In $$A = \Sigma \lambda_i u_iv_i^T$$, $$\sigma_1$$ is the max ratio $$\frac{\Vert Ax\Vert}{\Vert x\Vert}$$ and the winning vector x is $$v_1$$.

## 7.4 The Geometry of the SVD

• A typical square matrix $$A = U\Sigma V^T$$ factors into (rotation)(stretching)(rotation). A transform vectors x on a circle to vectors Ax on an ellipse.
This picture not applies to every 2by2 matrix because U and V didn’t allow for a reflection (A must be invertible).
• The norm of A is $$\Vert A \Vert = \sigma_1$$.
• Polar decomposition factors A into QS: rotation $$Q = UV^T$$ (orthogonal) times stretching $$S = V\Sigma V^T$$ (positive semidefinite).
• $$Q = UV^T$$ is the nearest orthogonal matrix to A. (This Q makes norm $$\Vert Q-A \Vert$$ as small as possible.)
The nearest singular matrix A0 to A comes by changing the smallest $$\sigma_{min}$$ to zero. • The pseudoinverse $$A^+ = V\Sigma^+ U^T$$ brings Ax in the column space bask to x in the row space (send $$N(A^T)$$ to Z).
$$A^+ u_i = \frac{1}{\sigma_i}v_i$$ for $$i \le r$$ and $$A^+ u_i = 0$$ for i > r.
$$AA^+$$ is the projection onto the column space of A.
$$A^+A$$ is the projection onto the row space of A.
• In least squares, when $$A^TA$$ is singular, the equation $$A^TAx = A^Tb$$ has infinitely many solutions.
The pseudoinverse gives the shortest solution: $$x^+ = A^+b$$.

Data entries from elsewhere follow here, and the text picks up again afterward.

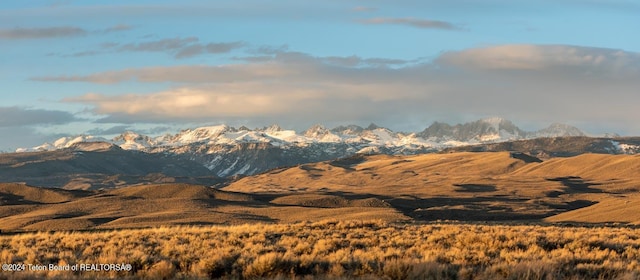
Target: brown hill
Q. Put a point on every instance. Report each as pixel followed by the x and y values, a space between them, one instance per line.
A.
pixel 460 186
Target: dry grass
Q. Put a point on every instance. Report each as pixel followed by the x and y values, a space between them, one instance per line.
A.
pixel 337 249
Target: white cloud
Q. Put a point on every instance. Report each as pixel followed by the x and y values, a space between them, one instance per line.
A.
pixel 413 22
pixel 532 83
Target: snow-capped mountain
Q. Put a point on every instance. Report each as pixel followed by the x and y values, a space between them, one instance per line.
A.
pixel 228 151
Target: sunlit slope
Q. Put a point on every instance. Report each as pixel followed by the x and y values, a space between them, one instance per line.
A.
pixel 458 186
pixel 166 204
pixel 375 174
pixel 619 208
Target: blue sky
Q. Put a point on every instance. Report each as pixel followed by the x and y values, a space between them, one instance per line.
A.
pixel 102 67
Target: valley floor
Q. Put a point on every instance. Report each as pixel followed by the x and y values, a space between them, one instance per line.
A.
pixel 333 249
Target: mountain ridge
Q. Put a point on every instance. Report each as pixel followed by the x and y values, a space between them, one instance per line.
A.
pixel 228 151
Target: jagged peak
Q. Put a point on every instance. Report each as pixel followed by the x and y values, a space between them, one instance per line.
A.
pixel 273 128
pixel 348 129
pixel 99 146
pixel 315 130
pixel 372 126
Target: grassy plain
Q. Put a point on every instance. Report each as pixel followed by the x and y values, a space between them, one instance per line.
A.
pixel 361 217
pixel 336 249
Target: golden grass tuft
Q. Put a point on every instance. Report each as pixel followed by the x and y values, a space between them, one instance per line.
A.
pixel 337 249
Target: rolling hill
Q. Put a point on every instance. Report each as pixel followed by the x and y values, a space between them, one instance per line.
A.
pixel 466 186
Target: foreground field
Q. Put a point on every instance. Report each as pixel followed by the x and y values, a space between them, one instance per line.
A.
pixel 459 186
pixel 335 249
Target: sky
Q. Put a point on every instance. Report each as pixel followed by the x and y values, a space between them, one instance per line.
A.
pixel 155 67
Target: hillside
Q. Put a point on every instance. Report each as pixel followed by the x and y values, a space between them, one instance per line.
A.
pixel 95 165
pixel 466 186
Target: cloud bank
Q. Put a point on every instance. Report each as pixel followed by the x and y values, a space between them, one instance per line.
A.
pixel 542 83
pixel 17 116
pixel 413 22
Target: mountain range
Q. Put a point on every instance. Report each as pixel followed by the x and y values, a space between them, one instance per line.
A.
pixel 226 151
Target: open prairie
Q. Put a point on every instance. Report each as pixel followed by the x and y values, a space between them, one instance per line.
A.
pixel 458 186
pixel 331 250
pixel 435 216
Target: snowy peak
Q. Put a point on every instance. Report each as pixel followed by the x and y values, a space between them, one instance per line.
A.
pixel 320 133
pixel 559 130
pixel 485 130
pixel 130 140
pixel 437 136
pixel 348 130
pixel 201 134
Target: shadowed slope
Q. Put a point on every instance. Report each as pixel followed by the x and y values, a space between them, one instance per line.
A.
pixel 460 186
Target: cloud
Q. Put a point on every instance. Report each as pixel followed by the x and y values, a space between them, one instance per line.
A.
pixel 177 47
pixel 198 49
pixel 532 83
pixel 118 28
pixel 17 116
pixel 364 9
pixel 118 129
pixel 413 22
pixel 544 58
pixel 159 45
pixel 41 33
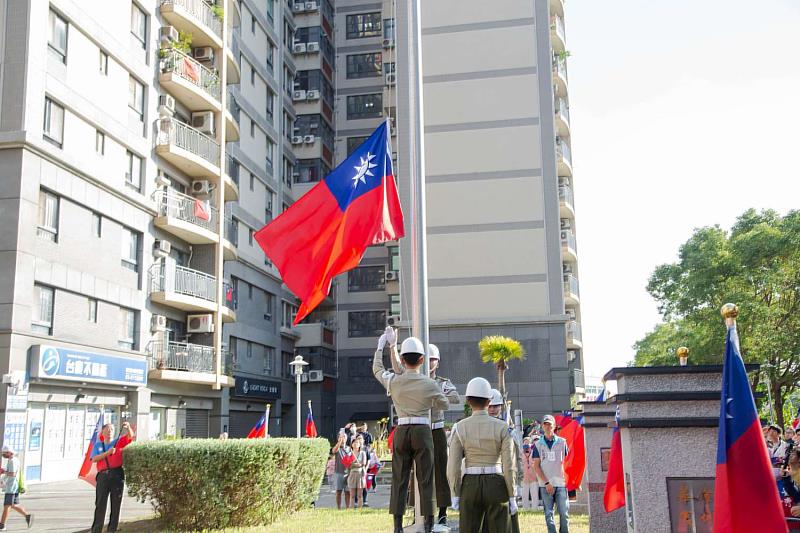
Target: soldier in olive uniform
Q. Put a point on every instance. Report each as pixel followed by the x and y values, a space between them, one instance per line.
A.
pixel 414 396
pixel 486 491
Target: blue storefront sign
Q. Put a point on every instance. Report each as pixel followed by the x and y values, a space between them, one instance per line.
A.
pixel 257 388
pixel 54 362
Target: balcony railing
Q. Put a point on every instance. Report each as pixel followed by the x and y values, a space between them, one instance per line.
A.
pixel 190 70
pixel 201 11
pixel 172 131
pixel 187 208
pixel 184 281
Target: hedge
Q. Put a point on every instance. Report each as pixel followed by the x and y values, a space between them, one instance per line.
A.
pixel 211 484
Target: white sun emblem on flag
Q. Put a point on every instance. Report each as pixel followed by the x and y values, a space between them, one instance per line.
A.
pixel 364 169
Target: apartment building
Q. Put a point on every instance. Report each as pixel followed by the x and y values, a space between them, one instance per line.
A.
pixel 501 225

# 8 Linear Transformations

## 8.1 The Idea of a Linear Transformation

• A linear transformation T takes vectors v to vectors T(v).
Linearity requires T(cv+dw) = cT(v)+dT(w).
• The input vectors v and the outputs T(v) can be in $$R^n$$ or matrix space or function space…
If A is m by n, T(x) = Ax is linear from the input space $$R^n$$ to the output space $$R^m$$.
The derivative $$T(f) = \frac{df}{dx}$$ is linear.
The integral $$T^+(f) = \int_0^x f(t)dt$$ is it pseudoinverse.
• The range of T is the set of all outputs T(v) (corresponds to column space).
The kernel of T is the set of all inputs for which T(v) = 0 (corresponds to nullspace).
• The product ST of two linear transformation is still linear: (ST)(v) = S(T(v)).

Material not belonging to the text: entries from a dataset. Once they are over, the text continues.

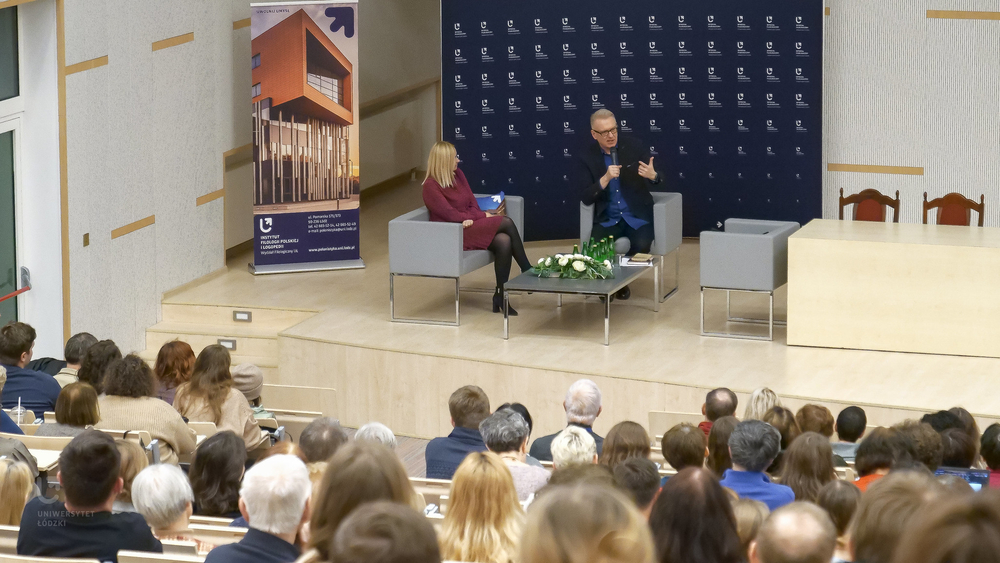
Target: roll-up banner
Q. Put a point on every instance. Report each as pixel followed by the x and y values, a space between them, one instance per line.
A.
pixel 306 189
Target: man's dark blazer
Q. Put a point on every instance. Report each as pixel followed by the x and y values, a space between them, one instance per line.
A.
pixel 590 168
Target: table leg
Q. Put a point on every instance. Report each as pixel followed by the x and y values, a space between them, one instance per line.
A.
pixel 506 314
pixel 607 321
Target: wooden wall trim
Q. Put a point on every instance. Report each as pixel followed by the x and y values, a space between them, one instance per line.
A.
pixel 133 226
pixel 876 169
pixel 173 41
pixel 87 65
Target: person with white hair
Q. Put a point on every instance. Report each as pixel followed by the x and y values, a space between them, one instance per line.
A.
pixel 582 406
pixel 274 500
pixel 573 446
pixel 378 433
pixel 162 495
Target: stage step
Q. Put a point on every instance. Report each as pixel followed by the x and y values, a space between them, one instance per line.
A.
pixel 278 319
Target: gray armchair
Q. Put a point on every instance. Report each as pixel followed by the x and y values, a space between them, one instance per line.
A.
pixel 424 248
pixel 750 256
pixel 667 232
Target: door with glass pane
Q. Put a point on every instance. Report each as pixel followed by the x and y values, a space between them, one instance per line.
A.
pixel 8 238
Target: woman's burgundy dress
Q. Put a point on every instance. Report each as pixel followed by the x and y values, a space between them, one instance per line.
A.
pixel 456 204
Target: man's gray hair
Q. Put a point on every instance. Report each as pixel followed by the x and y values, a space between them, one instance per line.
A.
pixel 275 492
pixel 573 446
pixel 602 113
pixel 583 402
pixel 161 493
pixel 754 444
pixel 378 433
pixel 504 431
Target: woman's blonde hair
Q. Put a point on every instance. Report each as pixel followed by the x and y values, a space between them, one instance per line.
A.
pixel 441 164
pixel 133 461
pixel 583 523
pixel 484 519
pixel 16 483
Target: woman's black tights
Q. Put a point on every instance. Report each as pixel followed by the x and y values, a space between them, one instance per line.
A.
pixel 506 245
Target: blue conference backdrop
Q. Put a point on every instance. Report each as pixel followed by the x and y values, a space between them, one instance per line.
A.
pixel 726 95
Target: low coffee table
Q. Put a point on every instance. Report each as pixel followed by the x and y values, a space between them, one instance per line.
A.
pixel 624 275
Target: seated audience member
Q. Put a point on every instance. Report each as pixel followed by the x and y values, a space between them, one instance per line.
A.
pixel 750 515
pixel 359 473
pixel 887 510
pixel 808 465
pixel 582 406
pixel 692 521
pixel 249 380
pixel 468 407
pixel 990 450
pixel 963 530
pixel 215 474
pixel 926 442
pixel 74 351
pixel 684 446
pixel 761 401
pixel 274 500
pixel 573 446
pixel 799 532
pixel 840 500
pixel 753 446
pixel 321 439
pixel 129 403
pixel 718 403
pixel 943 420
pixel 957 449
pixel 76 410
pixel 718 459
pixel 783 420
pixel 585 524
pixel 378 433
pixel 640 480
pixel 84 525
pixel 17 485
pixel 815 418
pixel 133 461
pixel 174 364
pixel 34 390
pixel 484 519
pixel 880 451
pixel 162 495
pixel 385 532
pixel 850 427
pixel 506 434
pixel 96 361
pixel 625 439
pixel 211 397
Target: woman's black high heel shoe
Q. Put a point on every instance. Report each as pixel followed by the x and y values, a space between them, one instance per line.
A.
pixel 498 305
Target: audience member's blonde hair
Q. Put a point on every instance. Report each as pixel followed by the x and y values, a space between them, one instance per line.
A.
pixel 585 523
pixel 750 514
pixel 573 446
pixel 16 484
pixel 484 519
pixel 760 401
pixel 133 461
pixel 441 164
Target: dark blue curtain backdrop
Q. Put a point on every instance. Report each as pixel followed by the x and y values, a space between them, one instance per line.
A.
pixel 726 94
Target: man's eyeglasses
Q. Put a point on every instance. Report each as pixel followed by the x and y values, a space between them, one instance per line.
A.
pixel 609 133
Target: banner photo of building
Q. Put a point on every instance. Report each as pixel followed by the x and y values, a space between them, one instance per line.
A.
pixel 305 136
pixel 726 95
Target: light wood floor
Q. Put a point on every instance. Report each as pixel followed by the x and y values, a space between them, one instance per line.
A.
pixel 662 347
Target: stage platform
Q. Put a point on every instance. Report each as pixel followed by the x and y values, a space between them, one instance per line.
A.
pixel 402 374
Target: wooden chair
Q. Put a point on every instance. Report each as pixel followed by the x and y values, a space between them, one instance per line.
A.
pixel 955 209
pixel 870 205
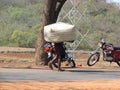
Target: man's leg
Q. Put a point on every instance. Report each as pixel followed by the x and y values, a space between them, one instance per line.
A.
pixel 51 61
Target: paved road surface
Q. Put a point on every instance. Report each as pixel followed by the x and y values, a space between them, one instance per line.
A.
pixel 7 74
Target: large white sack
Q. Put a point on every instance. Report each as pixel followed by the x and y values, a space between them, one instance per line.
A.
pixel 59 32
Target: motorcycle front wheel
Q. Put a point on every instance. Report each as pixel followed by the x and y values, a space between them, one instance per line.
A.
pixel 72 63
pixel 118 63
pixel 93 59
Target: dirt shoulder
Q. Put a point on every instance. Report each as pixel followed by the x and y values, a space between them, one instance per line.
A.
pixel 65 85
pixel 12 57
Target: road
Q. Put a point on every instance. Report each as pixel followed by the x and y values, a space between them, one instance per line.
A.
pixel 7 74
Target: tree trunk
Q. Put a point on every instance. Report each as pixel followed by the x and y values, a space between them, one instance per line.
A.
pixel 50 15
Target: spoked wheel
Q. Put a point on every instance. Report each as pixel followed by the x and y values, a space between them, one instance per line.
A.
pixel 72 64
pixel 93 59
pixel 118 63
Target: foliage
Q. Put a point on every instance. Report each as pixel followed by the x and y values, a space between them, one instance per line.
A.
pixel 19 22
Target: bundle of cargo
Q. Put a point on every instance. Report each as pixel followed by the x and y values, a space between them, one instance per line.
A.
pixel 59 32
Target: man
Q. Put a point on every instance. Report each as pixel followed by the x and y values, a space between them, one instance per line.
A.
pixel 59 55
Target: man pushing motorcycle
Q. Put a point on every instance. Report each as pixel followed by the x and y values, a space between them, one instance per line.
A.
pixel 59 55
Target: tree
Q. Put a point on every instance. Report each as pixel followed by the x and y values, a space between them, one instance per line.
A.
pixel 51 11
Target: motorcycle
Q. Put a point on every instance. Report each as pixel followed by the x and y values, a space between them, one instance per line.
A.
pixel 109 52
pixel 49 49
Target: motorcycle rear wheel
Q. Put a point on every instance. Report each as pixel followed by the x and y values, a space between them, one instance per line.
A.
pixel 118 63
pixel 72 64
pixel 93 59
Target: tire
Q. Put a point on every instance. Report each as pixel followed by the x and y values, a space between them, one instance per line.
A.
pixel 72 63
pixel 118 63
pixel 93 59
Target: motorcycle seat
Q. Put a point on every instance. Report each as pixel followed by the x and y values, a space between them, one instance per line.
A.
pixel 117 48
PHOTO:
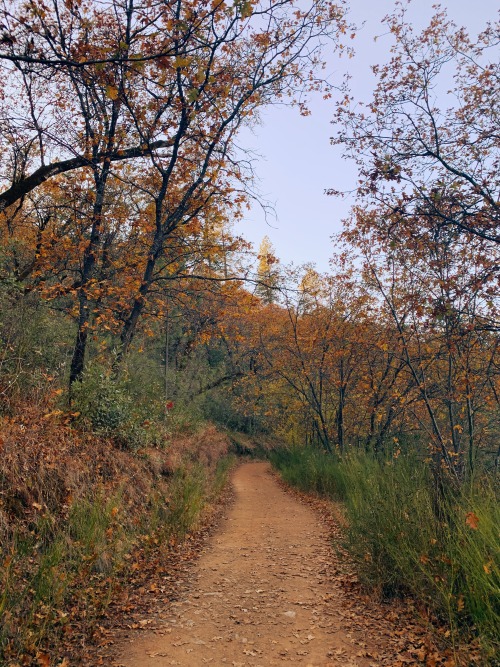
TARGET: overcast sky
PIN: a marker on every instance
(298, 163)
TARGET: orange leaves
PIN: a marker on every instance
(112, 92)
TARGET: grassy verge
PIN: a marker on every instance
(450, 565)
(72, 534)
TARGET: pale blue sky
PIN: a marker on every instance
(298, 161)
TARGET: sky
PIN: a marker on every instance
(298, 163)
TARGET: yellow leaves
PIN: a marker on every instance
(43, 659)
(472, 520)
(112, 92)
(193, 95)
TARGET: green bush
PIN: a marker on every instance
(449, 560)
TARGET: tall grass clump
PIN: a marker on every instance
(447, 560)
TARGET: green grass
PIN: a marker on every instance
(450, 563)
(76, 562)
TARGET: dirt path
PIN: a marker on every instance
(265, 592)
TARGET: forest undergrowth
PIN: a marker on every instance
(79, 516)
(448, 563)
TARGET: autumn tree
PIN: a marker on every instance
(173, 83)
(267, 278)
(427, 144)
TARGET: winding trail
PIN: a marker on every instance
(265, 592)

## 8.2 The Matrix of a Linear Transformation

• We know all T(v) if we know all $$T(v_1) \dots T(v_n)$$ for all input basis $$v_1 \dots v_n$$ (linearity).
• When the input basis is in the columns of V, and the output basis is in the columns of W, the change of basis matrix ($$T(v)=v$$) is $$B=W^{-1}V$$
$$\left[\begin{matrix} v_1 & \cdots & v_n \end{matrix}\right] \left[\begin{matrix} c_1 \\ \vdots \\ c_n \end{matrix}\right] = \left[\begin{matrix} w_1 & \cdots & w_n \end{matrix}\right] \left[\begin{matrix} d_1 \\ \vdots \\ d_n \end{matrix}\right]$$
$$u = Vc = Wd\quad d = W^{-1}Vc$$
c and d are two presentation of u in two set of basis, the change of basis matrix change u from c to d.
• Column j of the “matrix of T” comes from applying T to the input basis vector $$v_j$$.
$$T(v_j) = \Sigma a_{ij} w_i$$ is the combination of output basis.
• If A and B represent T and S, and output basis for S is the input basis for T, then the matrix AB represents the transformation T(S(u)).
• The same T represented by different matrices when we choose different bases.
The best input-output bases choose are eigenvectors / singular vectors of A:
• eigenvectors:
If the input space equals the output space, and if there are n independent eigenvectors, choose those as the input and output basis, the matrix for T is $$B^{-1}AB = \Lambda$$ = eigenvalues (because $$T = ITI$$).
$$A_{\text{b’s to b’s}} = B_{\text{standard to b’s}}^{-1}A_{\text{standard}}B_{\text{b’s to standard}}$$ is similar to $$A_{\text{standard}}$$.
• singular vectors:
If the input space may be different from the output sapce, the SVD says that $$A = U\Sigma V^{-1}$$, use the v’s and u’s as the input and output basis, the matrix for T is $$B_{out}^{-1}AB_{in} = U^{-1}AV = \Sigma$$ = singular values (because $$T = ITI$$).
$$C = Q_1^{-1}AQ_2$$ is isometric to A if $$Q_1$$ and $$Q_2$$ are orthogonal.